Background: Rheumatoid arthritis (RA) is a chronic systemic autoimmune inflammatory disorder that
increases the risk of developing cardiovascular disease. There is accumulating evidence that the RA disease state
accelerates the formation of atherosclerotic plaques. Treatments for RA improve joint symptomatology and may
reduce inflammation, but consideration of their effects on the cardiovascular system is generally low priority.
Objective: Since cardiovascular disease is the leading cause of mortality in RA patients, the impact of RA therapies
on atherosclerosis is an area in need of attention and the focus of this review.
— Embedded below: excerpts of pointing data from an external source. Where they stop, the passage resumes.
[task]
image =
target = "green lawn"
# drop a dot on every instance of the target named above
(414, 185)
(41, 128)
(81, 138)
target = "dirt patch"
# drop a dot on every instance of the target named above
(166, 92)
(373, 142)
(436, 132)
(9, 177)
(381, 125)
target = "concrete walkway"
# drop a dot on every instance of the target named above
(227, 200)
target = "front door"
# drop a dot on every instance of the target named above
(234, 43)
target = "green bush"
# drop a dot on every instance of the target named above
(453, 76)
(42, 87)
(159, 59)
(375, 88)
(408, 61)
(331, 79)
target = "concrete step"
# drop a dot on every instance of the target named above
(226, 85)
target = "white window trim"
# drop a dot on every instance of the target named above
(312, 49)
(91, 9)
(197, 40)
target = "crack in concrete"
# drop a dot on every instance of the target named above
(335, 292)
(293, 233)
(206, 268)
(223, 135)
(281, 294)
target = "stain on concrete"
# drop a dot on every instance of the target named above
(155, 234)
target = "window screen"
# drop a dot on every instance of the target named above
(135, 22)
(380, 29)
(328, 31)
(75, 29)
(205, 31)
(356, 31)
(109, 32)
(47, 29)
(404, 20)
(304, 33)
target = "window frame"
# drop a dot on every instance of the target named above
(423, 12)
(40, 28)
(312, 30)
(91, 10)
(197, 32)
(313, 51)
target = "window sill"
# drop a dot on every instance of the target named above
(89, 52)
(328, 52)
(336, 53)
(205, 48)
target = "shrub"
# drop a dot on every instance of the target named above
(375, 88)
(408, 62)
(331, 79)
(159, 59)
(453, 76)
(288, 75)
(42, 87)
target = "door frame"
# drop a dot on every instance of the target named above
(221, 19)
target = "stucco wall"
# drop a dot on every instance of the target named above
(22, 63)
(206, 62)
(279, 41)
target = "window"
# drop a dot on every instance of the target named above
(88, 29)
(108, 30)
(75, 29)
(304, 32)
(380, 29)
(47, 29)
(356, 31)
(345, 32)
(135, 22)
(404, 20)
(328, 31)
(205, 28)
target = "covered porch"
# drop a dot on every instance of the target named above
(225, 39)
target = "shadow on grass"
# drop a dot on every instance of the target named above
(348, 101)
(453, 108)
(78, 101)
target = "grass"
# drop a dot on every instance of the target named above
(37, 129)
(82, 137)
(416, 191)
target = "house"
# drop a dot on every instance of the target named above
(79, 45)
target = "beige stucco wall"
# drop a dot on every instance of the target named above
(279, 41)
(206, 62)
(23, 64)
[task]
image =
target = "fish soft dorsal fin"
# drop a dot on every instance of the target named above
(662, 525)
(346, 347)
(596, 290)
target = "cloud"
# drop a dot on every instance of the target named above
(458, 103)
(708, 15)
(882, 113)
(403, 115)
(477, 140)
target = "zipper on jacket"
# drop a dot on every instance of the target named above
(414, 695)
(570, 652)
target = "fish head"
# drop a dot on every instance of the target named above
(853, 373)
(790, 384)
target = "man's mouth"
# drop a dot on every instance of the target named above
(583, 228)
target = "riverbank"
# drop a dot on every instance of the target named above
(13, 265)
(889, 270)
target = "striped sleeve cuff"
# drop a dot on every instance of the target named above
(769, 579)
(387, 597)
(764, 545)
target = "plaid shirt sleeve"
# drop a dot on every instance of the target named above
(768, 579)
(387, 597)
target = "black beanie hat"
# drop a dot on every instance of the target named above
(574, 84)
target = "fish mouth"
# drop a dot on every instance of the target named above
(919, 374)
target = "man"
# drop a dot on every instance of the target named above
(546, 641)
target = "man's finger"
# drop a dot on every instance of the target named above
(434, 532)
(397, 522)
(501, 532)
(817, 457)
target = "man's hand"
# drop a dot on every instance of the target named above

Results: The drugs used to treat RA may be analgesics, conventional disease-modifying anti-rheumatic drugs,
and/or biologics, including antibodies against the cytokine tumor necrosis factor-α. Pain relievers such as nonselective
non-steroidal anti-inflammatory drugs and cyclooxygenase inhibitors may adversely affect lipid metabolism
and cyclooxygenase inhibitors have been associated with increased adverse cardiovascular events, such as
myocardial infarction and stroke. Methotrexate, the anchor disease-modifying anti-rheumatic drug in RA treatment
has multiple atheroprotective advantages and is often combined with other therapies. Biologic inhibitors of
tumor necrosis factor-α may be beneficial in preventing cardiovascular disease because tumor necrosis factor-α
promotes the initiation and progression of atherosclerosis. However, some studies show a worsening of the lipid
profile in RA with blockade of this cytokine, leading to higher total cholesterol and triglycerides.
Conclusion: Greater understanding of the pharmacologic activity of RA treatments on the atherosclerotic process
may lead to improved care, addressing both damages to the joints and heart.